La crescente consapevolezza che le comunità cristiane debbano avviarsi verso forme di testimonianza più credibili e ispirate tangibilmente a uno stile evangelico, consiglia di porre un’attenzione specifica alla qualità delle relazioni che esse coltivano. La professoressa Elena Marta, docente di Psicologia sociale presso l’Università Cattolica del Sacro Cuore di Milano, conduce qui a riflettere sull’universo relazionale, base del vivere dai molteplici risvolti che vanno riconosciuti e governati nei loro dinamismi, con specifico riferimento all’ambito comunitario. La riflessione suggerisce che, grazie a una migliore competenza relazionale, le comunità potrebbero accogliere in modo più cosciente e adeguato le molte persone che sono «desiderose di appartenere a comunità significative, sono alla ricerca di ideali e valori in cui credere e da testimoniare, come anche di maestri da seguire. A differenza del passato, però, non sono disposte ad abdicare a un ruolo attivo legato all’appartenere e al condividere, chiedono coerenza e condivisione ai maestri, un incontro autentico tra persone».

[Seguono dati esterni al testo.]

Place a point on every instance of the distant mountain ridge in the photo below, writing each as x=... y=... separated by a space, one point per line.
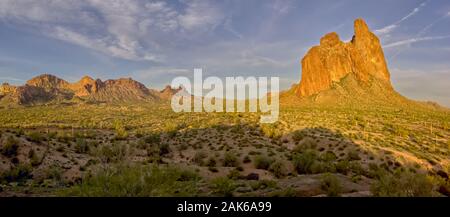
x=47 y=88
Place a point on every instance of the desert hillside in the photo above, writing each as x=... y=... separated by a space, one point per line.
x=342 y=131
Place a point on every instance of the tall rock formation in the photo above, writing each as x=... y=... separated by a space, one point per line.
x=328 y=63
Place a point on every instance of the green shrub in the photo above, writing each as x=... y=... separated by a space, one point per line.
x=230 y=160
x=199 y=158
x=303 y=162
x=112 y=154
x=234 y=174
x=343 y=167
x=279 y=169
x=211 y=162
x=353 y=155
x=306 y=144
x=403 y=184
x=152 y=138
x=137 y=181
x=263 y=184
x=18 y=173
x=121 y=132
x=223 y=186
x=298 y=136
x=262 y=162
x=81 y=146
x=35 y=137
x=246 y=159
x=10 y=147
x=331 y=185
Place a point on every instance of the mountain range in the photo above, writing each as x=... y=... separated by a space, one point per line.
x=333 y=71
x=49 y=88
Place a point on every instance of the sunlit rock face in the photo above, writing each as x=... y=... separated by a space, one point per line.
x=333 y=60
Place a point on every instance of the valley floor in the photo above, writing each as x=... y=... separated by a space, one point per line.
x=148 y=150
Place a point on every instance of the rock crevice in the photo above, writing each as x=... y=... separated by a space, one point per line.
x=333 y=60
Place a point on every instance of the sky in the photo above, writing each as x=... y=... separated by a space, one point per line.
x=155 y=41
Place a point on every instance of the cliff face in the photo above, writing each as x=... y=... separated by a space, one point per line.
x=333 y=60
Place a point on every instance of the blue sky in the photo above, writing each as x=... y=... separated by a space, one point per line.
x=154 y=41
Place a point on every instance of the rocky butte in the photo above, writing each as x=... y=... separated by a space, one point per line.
x=361 y=59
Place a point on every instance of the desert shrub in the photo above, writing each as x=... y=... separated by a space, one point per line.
x=403 y=184
x=223 y=186
x=270 y=131
x=81 y=146
x=152 y=138
x=18 y=173
x=112 y=154
x=213 y=169
x=278 y=168
x=10 y=147
x=343 y=167
x=328 y=156
x=331 y=185
x=263 y=184
x=121 y=132
x=246 y=159
x=306 y=144
x=234 y=174
x=54 y=172
x=353 y=155
x=303 y=162
x=298 y=136
x=34 y=159
x=171 y=129
x=35 y=137
x=262 y=162
x=163 y=149
x=137 y=181
x=211 y=162
x=199 y=158
x=230 y=160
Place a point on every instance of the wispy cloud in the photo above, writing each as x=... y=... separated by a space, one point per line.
x=127 y=29
x=392 y=27
x=407 y=81
x=414 y=40
x=11 y=79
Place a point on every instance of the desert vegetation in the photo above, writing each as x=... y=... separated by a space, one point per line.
x=134 y=150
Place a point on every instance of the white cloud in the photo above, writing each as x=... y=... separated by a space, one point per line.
x=200 y=15
x=415 y=40
x=389 y=28
x=127 y=29
x=423 y=85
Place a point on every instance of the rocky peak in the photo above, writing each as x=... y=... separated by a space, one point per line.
x=332 y=60
x=168 y=92
x=47 y=82
x=330 y=40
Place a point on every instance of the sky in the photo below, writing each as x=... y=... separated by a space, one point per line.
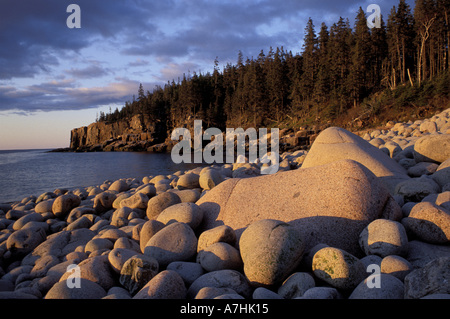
x=54 y=78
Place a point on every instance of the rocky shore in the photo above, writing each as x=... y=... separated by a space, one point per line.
x=354 y=217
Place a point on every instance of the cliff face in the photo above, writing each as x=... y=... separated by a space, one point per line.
x=137 y=134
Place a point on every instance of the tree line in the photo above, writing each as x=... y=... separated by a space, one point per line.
x=339 y=67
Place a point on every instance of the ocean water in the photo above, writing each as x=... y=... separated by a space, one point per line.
x=33 y=172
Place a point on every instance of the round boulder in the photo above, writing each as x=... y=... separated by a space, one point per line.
x=429 y=222
x=188 y=213
x=384 y=237
x=160 y=202
x=338 y=268
x=175 y=242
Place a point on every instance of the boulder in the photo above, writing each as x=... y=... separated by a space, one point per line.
x=338 y=268
x=175 y=242
x=137 y=271
x=433 y=278
x=149 y=229
x=223 y=233
x=64 y=204
x=432 y=148
x=384 y=237
x=23 y=241
x=328 y=204
x=188 y=181
x=219 y=256
x=96 y=269
x=416 y=189
x=226 y=278
x=165 y=285
x=160 y=202
x=442 y=174
x=429 y=222
x=334 y=144
x=88 y=290
x=296 y=285
x=391 y=288
x=210 y=178
x=189 y=271
x=270 y=250
x=138 y=200
x=188 y=213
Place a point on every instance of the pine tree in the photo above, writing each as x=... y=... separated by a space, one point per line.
x=309 y=61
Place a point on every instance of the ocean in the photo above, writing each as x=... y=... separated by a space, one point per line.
x=33 y=172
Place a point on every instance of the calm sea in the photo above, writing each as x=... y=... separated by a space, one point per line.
x=33 y=172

Mentre la stagione pandemica riconsegna lentamente alla normalità la vita ecclesiale, è di grande utilità riprendere alcuni dei nodi problematici che la situazione di eccezionalità ha posto in evidenza. Uno dei più significativi riguarda le celebrazioni eucaristiche in tempo di lockdown e in particolare le modalità di relazione fra presidenza liturgica e assemblea che esse hanno rappresentato. Serena Noceti, docente di Teologia sistematica presso l’ISSR di Firenze e la Facoltà teologica dell’Italia centrale, analizza senza troppe reticenze i fraintendimenti teologici soggiacenti ad alcune proposte liturgiche escogitate al fine di fronteggiare l’emergenza. Alcune interpretazioni del ruolo di chi presiede la comunità sono forse segno di una ancor approssimativa recezione della riforma liturgica proposta dal Concilio Vaticano II: «La presidenza è di chi presiede la comunità, cioè chi la custodisce nella sua radice apostolica e ne serve l’unità visibile; per questo non è, abitualmente, da porre in atto una celebrazione eucaristica che non sia “evento/actio di una assemblea celebrante con la presidenza di un ministro ordinato” […]. La presenza del popolo non è solo “auspicabile” […] ma è “necessaria”». Il testo qui riprodotto è tratto dagli Atti del Seminario La prese per mano e la rialzò tenutosi per iniziativa dell’Istituto Superiore di Scienze Religiose della Toscana nel settembre 2020)1 e concesso dal curatore per la pubblicazione.